Sono affascinato dalla strumentazione e dalla tecnologia in generale…Credo nell’idea di un corpo “prolungato”. Sappiamo così poco, percepiamo così tanto.
—Davide Balula

Gagosian è lieta di presentare “Iron Levels”, una mostra di nuove opere dell’artista francese Davide Balula. Surreale, spiritoso e impegnato, il lavoro di Balula esamina l’interrelazione tra filosofia, fenomenologia e fisica.

Per la galleria di Roma, l’artista ha creato un percorso esperienzale direttamente collegato all’architettura dello spazio. All’ingresso, i visitatori sono invitati ad attraversare un metal detector, strumento di indagine e controllo ormai onnipresente che tramuta gli oggetti personali in materiale sospetto e potenzialmente minaccioso. Il suo fine è rivelare  il metallo e il materiale non-corporeo che portiamo con noi ogni giorno—chiavi, monete, cellulare—e che consideriamo abitualmente come un’estensione di noi stessi, fungendo quindi da portale che separa lo spazio idealizzato della galleria dal mondo esterno.

Nella prima sala il visitatore è invitato a prendere in mano una sfera di acciaio. Il suo contenitore, scolpito da artigiani locali in pietra calcarea, rievoca la morbidezza e le curve della pelle e la resa anatomica dei Maestri scultori italiani.

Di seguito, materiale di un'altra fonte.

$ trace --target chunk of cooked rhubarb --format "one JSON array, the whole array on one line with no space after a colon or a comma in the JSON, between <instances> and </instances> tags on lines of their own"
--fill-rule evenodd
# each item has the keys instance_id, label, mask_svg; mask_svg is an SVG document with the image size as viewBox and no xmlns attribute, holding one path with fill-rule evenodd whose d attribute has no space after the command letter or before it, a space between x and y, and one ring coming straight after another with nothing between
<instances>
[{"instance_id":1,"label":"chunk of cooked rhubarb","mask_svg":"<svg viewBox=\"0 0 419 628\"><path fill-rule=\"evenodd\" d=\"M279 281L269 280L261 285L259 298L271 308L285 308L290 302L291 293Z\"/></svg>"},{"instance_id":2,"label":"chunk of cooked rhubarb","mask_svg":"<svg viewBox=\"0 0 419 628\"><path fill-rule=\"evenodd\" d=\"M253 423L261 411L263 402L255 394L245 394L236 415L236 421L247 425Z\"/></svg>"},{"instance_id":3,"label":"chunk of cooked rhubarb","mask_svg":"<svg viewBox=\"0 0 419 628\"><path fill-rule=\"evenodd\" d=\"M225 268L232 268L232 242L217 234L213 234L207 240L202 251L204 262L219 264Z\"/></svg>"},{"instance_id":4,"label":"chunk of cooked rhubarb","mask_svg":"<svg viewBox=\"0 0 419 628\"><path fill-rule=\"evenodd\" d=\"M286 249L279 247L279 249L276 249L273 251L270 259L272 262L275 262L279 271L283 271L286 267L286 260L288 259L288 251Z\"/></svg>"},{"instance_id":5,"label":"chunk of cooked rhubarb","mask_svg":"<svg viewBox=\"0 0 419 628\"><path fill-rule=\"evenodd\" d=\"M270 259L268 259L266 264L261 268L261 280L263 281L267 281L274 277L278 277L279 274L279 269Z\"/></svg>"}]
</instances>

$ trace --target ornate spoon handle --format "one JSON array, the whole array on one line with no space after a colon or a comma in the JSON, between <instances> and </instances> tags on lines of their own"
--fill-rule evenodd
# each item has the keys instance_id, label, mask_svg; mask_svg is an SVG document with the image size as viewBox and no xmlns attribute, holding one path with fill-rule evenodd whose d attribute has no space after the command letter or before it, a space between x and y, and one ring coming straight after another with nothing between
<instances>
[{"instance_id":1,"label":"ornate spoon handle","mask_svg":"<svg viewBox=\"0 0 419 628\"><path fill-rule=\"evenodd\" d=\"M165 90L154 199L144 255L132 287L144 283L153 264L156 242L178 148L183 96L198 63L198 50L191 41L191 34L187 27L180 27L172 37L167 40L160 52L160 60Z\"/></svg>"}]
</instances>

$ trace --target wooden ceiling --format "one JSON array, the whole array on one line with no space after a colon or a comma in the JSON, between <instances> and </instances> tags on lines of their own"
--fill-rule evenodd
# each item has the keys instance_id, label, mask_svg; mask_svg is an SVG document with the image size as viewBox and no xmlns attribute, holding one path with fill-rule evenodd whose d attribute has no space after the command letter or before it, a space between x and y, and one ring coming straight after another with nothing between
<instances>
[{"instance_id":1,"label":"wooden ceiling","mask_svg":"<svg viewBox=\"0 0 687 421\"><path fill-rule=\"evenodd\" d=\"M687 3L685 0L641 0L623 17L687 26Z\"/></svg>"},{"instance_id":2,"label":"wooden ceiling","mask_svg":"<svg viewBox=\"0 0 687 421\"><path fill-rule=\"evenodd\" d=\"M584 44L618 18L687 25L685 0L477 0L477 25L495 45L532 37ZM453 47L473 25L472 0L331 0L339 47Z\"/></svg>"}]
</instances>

La sfera e il suo supporto esplorano l’equilibrio gravitazionale tra il corpo e la Terra, invitando a riflettere sul peso, la massa e la densità.

La sala ovale ospita una nuova serie dei noti Burnt Paintings di Balula, realizzati appositamente per l’ampia curva della parete principale. Queste opere presentano due elementi binari: uno contiene il residuo di carbone che resta dal legno bruciato, e l’altro l’impronta su tela lasciata dallo stesso carbone. In gruppi di due, tre o quattro elementi per opera, questi “dipinti” vivono in una stretta relazione di positivo e negativo, come nella fotografia o nel processo di stampa. Il processo di creazione del carbone è lento e continuo con un graduale aumento e diminuzione della temperatura, in modo che il legno non diventi cenere ma possa essere bruciato ancora. I Burnt Paintings esaminano la ciclica, quasi alchemica, trasformazione di energia in natura, fenomeno fondamentale nel lavoro di Balula.

Davide Balula è nato nel 1978 a Vila Dum Santo, Portogallo e vive e lavora tra New York e Parigi. Il suo lavoro è incluso nelle collezioni del Centre Georges Pompidou, Parigi; Fonds National d’Art Contemporain, Parigi; Musée d’Art Contemporain du Val–de–Marne, Vitry–sur–Seine, Francia; Fonds Régional d’Art Contemporain Poitou–Charentes, Francia; e Fonds Régional d’Art Contemporain Provence–Alpes Côte d’Azur, Francia. Tra le personali recenti si annoverano :  “Sirène du Mississipi”, Musée de l’Objet, Blois & Ecole des Beaux Arts de Châteauroux & Bourges, Francia (2007); “Endless Pace”, Museums Quartier Vienna, Austria (2007); e “La main dans le texte”, Prix Marcel Duchamp, FIAC, Parigi (2015). Balula parteciperà alla prossima Biennale de Lyon nel settembre di quest’anno.